Following CR - or just eating healthy foods, for that matter - is ultimately not about discipline or control. It's about self-love. Each and every day when I sit down to a good, nutritious meal, I recognize that this is my way of loving myself. It is, in fact, the most basic expression of love. It's what any mother should want to do for her children. It's what any human being should want to do for herself.
So let your relationship with food be the beginning of self-love for you. Buy and prepare nutritious foods for yourself each and every day. I would argue that at this phase, you should be focusing on the Optimal Nutrition part rather than the CR part. Nourish your body.
At the same time, there are a million ways you can love yourself that don't involve food. If you want to go to a museum, for example, don't wait around for someone to go with you. Just go. By yourself. You may be surprised to find that you're pretty good company. Pay attention to what nourishes your soul and fill your life with whatever that is.

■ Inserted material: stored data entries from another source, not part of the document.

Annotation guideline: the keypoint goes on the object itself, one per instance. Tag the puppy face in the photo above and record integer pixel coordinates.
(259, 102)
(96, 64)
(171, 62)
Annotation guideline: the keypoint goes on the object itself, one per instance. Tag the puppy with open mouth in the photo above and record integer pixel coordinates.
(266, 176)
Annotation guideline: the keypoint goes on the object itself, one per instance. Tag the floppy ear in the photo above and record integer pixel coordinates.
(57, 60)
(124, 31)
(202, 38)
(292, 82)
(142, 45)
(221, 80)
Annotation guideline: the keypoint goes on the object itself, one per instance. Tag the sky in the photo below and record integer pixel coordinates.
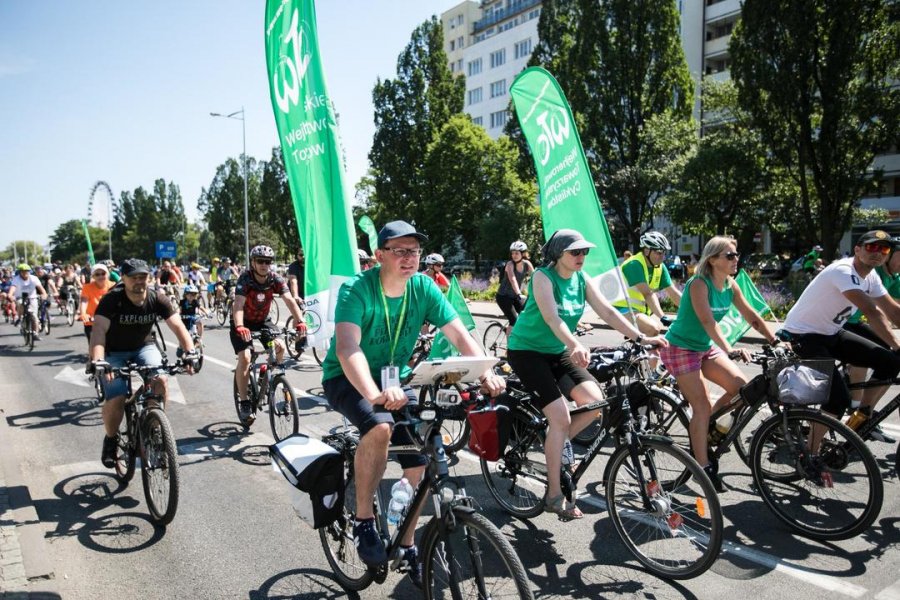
(121, 92)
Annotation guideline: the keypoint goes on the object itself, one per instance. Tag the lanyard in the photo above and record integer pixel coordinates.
(387, 318)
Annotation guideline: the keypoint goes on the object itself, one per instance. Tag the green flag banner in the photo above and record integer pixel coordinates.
(733, 325)
(87, 236)
(568, 197)
(307, 130)
(368, 227)
(441, 347)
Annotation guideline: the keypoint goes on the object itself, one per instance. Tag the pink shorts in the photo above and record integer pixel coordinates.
(679, 360)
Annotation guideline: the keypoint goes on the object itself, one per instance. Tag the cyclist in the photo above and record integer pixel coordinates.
(122, 332)
(434, 268)
(510, 298)
(377, 319)
(543, 349)
(646, 274)
(698, 351)
(814, 325)
(26, 283)
(91, 293)
(253, 296)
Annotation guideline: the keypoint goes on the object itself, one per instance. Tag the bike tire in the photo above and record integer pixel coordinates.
(126, 451)
(679, 536)
(283, 414)
(518, 481)
(159, 466)
(495, 340)
(837, 507)
(337, 541)
(476, 552)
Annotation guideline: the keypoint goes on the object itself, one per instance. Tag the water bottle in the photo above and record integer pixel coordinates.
(401, 494)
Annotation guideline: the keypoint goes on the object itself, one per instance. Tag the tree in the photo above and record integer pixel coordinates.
(409, 111)
(819, 79)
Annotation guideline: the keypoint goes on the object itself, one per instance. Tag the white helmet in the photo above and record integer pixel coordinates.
(655, 241)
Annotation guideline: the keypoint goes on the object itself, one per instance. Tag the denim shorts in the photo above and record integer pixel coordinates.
(145, 356)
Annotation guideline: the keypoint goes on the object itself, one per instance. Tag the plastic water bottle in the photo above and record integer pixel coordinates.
(401, 494)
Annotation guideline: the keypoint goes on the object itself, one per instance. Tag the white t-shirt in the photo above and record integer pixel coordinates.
(823, 308)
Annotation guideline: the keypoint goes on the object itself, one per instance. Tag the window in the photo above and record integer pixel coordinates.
(498, 58)
(523, 49)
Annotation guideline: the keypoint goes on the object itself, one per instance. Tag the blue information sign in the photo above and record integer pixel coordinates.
(165, 249)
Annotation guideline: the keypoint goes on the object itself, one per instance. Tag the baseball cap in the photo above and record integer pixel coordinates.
(875, 236)
(398, 229)
(134, 266)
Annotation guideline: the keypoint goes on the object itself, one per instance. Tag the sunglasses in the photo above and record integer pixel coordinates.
(877, 248)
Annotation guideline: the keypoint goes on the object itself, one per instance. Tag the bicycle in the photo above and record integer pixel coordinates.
(145, 431)
(268, 386)
(663, 505)
(464, 555)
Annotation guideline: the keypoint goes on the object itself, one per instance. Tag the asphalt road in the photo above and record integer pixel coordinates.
(236, 535)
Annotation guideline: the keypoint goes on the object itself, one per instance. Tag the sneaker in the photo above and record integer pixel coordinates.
(410, 565)
(368, 543)
(110, 446)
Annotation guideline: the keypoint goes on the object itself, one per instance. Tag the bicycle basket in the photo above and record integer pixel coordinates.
(803, 382)
(316, 472)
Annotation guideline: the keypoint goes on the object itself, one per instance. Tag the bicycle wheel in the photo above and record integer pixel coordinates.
(518, 481)
(159, 466)
(337, 541)
(471, 559)
(495, 339)
(834, 495)
(126, 455)
(671, 524)
(283, 409)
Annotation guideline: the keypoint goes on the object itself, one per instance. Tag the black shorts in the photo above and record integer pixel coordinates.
(347, 400)
(540, 374)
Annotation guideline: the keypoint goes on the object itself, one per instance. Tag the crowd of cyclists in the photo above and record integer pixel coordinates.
(381, 311)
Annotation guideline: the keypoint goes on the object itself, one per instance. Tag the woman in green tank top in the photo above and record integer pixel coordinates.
(542, 349)
(698, 349)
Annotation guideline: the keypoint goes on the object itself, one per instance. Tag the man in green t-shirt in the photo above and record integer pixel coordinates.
(377, 320)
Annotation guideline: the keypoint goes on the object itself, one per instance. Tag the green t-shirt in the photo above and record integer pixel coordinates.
(531, 332)
(686, 331)
(634, 274)
(361, 302)
(891, 284)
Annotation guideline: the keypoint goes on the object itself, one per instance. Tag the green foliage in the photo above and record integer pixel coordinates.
(819, 79)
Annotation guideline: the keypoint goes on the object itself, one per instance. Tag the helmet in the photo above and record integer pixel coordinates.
(655, 241)
(261, 252)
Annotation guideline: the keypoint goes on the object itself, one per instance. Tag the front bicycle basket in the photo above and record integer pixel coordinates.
(803, 382)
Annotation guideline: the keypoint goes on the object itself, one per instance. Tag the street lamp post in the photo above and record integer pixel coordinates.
(241, 118)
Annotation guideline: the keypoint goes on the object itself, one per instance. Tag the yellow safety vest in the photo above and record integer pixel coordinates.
(638, 304)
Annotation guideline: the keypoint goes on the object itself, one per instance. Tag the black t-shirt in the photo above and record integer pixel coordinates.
(130, 325)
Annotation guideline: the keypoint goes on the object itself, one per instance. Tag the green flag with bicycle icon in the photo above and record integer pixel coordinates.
(441, 347)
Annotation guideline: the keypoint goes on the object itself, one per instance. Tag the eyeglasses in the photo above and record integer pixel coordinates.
(877, 248)
(404, 252)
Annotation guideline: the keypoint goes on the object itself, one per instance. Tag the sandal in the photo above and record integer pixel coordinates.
(557, 505)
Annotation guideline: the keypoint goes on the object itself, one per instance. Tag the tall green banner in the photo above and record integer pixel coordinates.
(568, 197)
(307, 130)
(87, 236)
(733, 325)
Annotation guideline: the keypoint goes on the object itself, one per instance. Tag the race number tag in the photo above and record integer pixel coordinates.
(390, 377)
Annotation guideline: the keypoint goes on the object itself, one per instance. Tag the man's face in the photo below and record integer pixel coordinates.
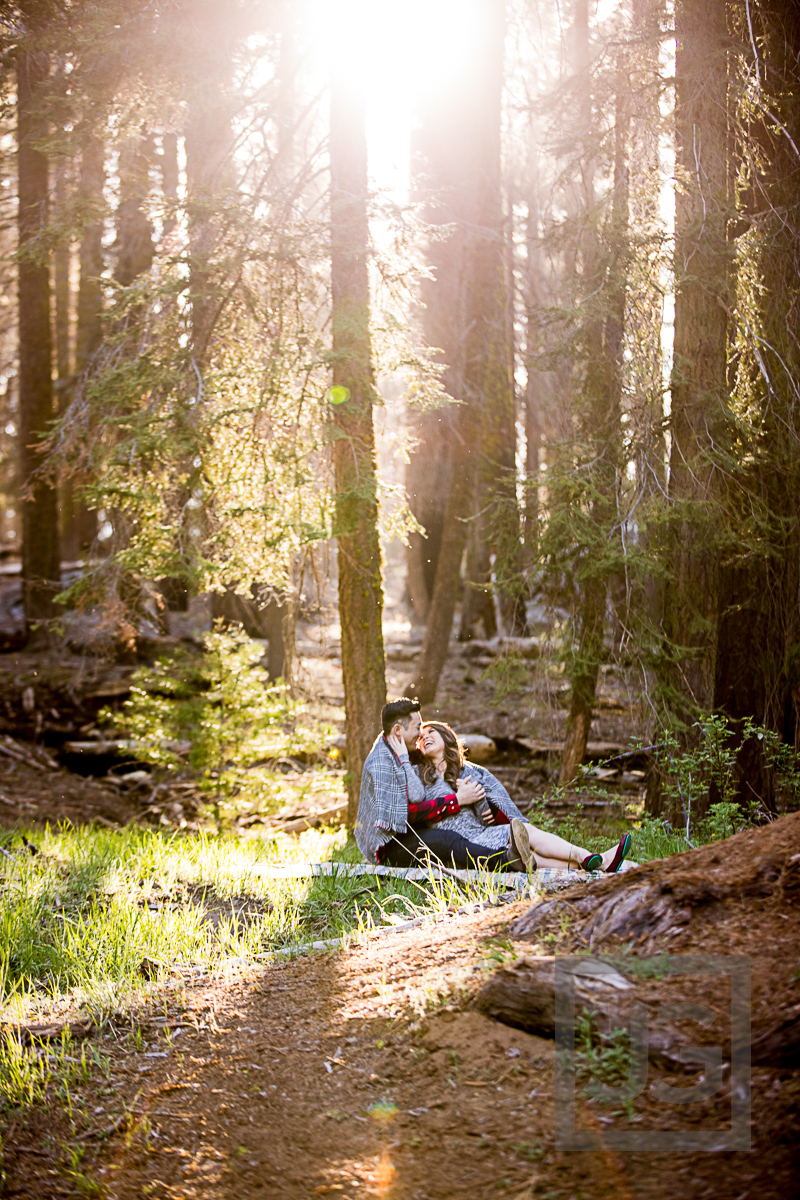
(410, 732)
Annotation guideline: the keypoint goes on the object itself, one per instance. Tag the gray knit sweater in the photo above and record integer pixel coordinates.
(465, 822)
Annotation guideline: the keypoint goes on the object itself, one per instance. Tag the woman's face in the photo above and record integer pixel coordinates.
(431, 743)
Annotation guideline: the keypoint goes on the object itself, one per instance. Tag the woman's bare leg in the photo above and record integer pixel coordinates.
(554, 851)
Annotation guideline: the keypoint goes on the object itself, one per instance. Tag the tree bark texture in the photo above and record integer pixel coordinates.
(602, 390)
(79, 523)
(360, 585)
(40, 522)
(134, 246)
(698, 383)
(483, 431)
(757, 670)
(439, 171)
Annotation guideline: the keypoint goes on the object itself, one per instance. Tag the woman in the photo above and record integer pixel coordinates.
(510, 840)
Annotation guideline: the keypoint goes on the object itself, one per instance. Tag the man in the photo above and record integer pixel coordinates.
(392, 799)
(389, 784)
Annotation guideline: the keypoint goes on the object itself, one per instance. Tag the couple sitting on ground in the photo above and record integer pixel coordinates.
(449, 810)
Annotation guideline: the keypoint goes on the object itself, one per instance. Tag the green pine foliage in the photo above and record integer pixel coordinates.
(214, 715)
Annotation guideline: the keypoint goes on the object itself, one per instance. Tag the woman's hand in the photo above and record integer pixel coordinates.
(397, 745)
(469, 791)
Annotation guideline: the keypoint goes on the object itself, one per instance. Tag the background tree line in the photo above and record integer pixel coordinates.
(203, 311)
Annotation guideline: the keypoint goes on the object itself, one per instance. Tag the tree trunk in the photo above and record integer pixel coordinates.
(40, 521)
(134, 246)
(757, 669)
(485, 421)
(477, 601)
(439, 169)
(80, 522)
(602, 389)
(698, 382)
(169, 179)
(361, 597)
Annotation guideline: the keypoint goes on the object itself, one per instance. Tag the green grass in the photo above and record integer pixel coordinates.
(100, 915)
(97, 915)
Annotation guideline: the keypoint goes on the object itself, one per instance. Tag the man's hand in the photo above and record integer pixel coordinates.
(397, 745)
(469, 791)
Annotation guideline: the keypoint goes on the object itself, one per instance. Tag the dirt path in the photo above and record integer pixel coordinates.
(360, 1073)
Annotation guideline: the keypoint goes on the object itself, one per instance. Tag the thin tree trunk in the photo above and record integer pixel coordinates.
(485, 421)
(134, 246)
(477, 601)
(698, 381)
(169, 174)
(61, 286)
(361, 595)
(601, 412)
(40, 521)
(534, 378)
(80, 522)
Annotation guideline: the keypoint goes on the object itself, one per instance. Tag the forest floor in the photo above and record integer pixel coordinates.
(368, 1069)
(367, 1072)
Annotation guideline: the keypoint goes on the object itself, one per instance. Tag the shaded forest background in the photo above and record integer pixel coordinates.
(582, 317)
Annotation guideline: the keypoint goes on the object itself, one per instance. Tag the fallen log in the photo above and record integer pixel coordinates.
(523, 994)
(32, 756)
(337, 813)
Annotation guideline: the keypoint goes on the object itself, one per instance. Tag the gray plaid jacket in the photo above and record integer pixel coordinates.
(388, 784)
(467, 822)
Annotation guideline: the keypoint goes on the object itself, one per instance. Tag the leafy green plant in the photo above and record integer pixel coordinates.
(215, 713)
(603, 1056)
(710, 766)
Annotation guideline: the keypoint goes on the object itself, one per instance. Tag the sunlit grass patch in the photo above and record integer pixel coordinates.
(89, 916)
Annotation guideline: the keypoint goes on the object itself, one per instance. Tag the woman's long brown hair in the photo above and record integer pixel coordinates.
(455, 755)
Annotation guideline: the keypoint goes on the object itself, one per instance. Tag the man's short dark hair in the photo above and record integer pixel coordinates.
(397, 711)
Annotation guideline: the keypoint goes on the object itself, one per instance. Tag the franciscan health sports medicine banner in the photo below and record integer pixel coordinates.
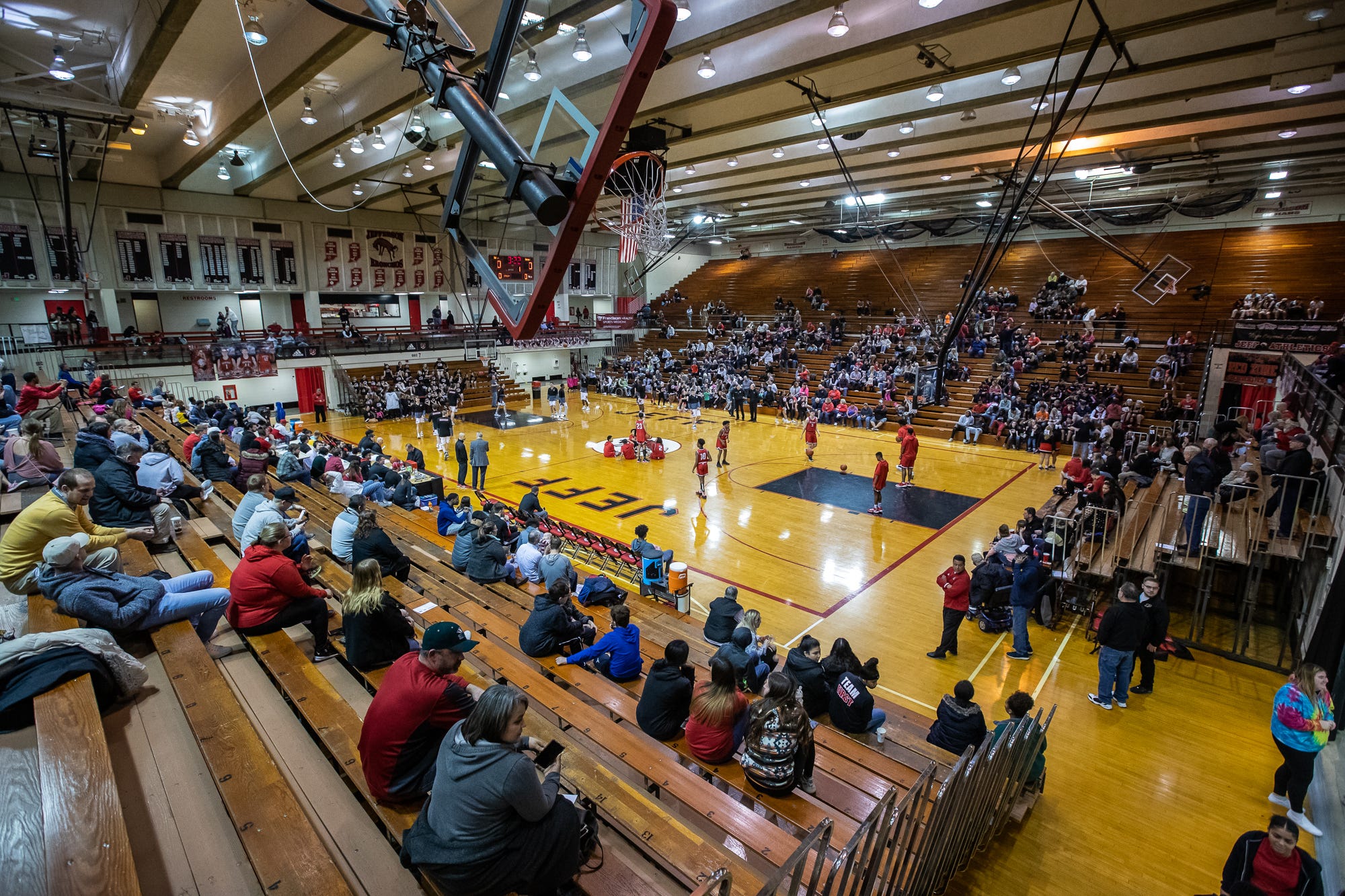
(614, 322)
(1286, 335)
(236, 361)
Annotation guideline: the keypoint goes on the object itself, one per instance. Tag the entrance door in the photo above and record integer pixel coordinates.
(147, 315)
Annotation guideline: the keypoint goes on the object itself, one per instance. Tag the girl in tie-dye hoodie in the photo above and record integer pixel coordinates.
(1301, 723)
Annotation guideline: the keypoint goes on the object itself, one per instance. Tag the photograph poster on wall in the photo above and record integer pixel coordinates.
(173, 253)
(17, 260)
(134, 256)
(233, 361)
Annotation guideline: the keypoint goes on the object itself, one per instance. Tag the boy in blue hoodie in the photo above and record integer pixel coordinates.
(617, 653)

I hope this makes sense. I also hope I haven't assumed too much or said too much. Mostly, I hope you feel better soon.
Dear Carolyn,
Being a 30 something lesbian having experienced her biggest love affair in Brooklyn, I can relate to you. The answer to your question is, just enjoy your time and don't tie that to being with somebody. A nice and healthy dinner, a few glasses of wine and a nice movie on DVD means a nice time on friday to me for the past couple of days. please don't expect much from people, that way you won't get hurt.
Hi Carolyn!
Hang in there!!! I was pretty lonely myself when I started CR, and I met the love of my life this way, so you never know...
I think you're doing a great thing by sharing more of yourself on your blog.
What part of NC are you from? I was born in Durham and lived most of my pre-14 life in the triangle. My dad is from Greensboro.
love, april
I am from the east coast of NC. A small little town called, Edenton. Might have heard of it. It is actually kinda famous; first capital, quaint, great vaca spot for old timers that like to golf and there have been a couple of movies filmed there.
I remember reading about your NC roots now that you mention it! Well we'll always have that, won't we!
Thanks for the encouraging words. Much appreciated!
heya -
I'm so glad you're feeling better than you were when you wrote this. And I wanted to say, hey, I'm gay/queer too (lesbian would be correct, but I don't tend to use that word for myself, for no particular reason). yeah. . . that's about all. . . I'm glad you're feeling better.